Employer is Motor Carrier
The parties did not dispute that CTS satisfied the first requirement and is subject to the DOT’s jurisdiction because it is a motor carrier that engages in interstate commerce.
MCA Exemption Found
The district court determined that EOs, ST-Is, ST-IIs, SSTs, and SSs, but not FE-Is and SCs, had similar-enough job duties to be grouped together as “Field Service Employees” (“FSEs”). The parties disputed whether, in measuring the interstate activities of FSEs, an “employee-by-employee,” “district-by-district,” or “company-wide” analysis is appropriate to determine whether the MCA exemption applied.
The district court granted summary judgment to CTS, using a company-wide analysis to find the MCA exemption applied to many of the plaintiffs. It used the individualized analysis to establish the class of FSEs and to determine that only FSEs who worked on land-based wells engaged in activities affecting motor vehicle safety. The district court then reasoned that a company-wide analysis of these employees’ interstate activities was appropriate because “[t]here is insufficient evidence or legal authority . . . to treat the districts separately.”
Measuring the interstate activities of land-based FSEs on a company-wide basis, the district court found seven percent of projects required FSEs to drive across state lines, such trips were assigned indiscriminately, and, therefore, land-based FSEs had a “reasonable expectation” that they “could be assigned to drive interstate.”
By a vote of 2-1, the appellate court affirmed the district court decision.

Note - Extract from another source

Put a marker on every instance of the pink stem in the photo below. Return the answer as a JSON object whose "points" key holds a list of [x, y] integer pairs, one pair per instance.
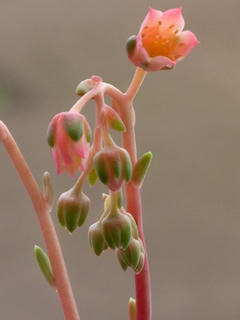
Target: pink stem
{"points": [[134, 206], [54, 251], [133, 197]]}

It held that a company-wide analysis is appropriate in this case because the circuit’s precedent (Songer v. Dillon Res., Inc., 618 F.3d 467 (5th Cir. 2010)) foreclosed an employee-by-employee analysis and the facts of this case and the parties’ arguments did not support a district-by-district analysis.
Further, the Court declined to find the district court erred by not measuring interstate activity of each FSE by the individualized analysis after conducting that analysis to form the class of FSEs.
Judge James L. Dennis dissented, arguing the majority failed to follow controlling Supreme Court and circuit court precedent, and Department of Labor regulation. Judge Dennis asserted the law required individual analysis of each employee’s actual job, rather than the company-wide analysis the district court and the majority applied. According to Judge Dennis, “The evidence shows that the plaintiffs, employees in Texas and Louisiana, are extremely unlikely to drive interstate.”
In drafting compensation policy, employers not only must analyze the FLSA, but consider the peculiarities of their specific industries and the interrelation of various regulatory schemes applied to that industry. Jobs in the transportation industry in particular require a detailed analysis of job duties, safety rules, and how the company specifically conducts business to determine how jobs should be classified and compensation set.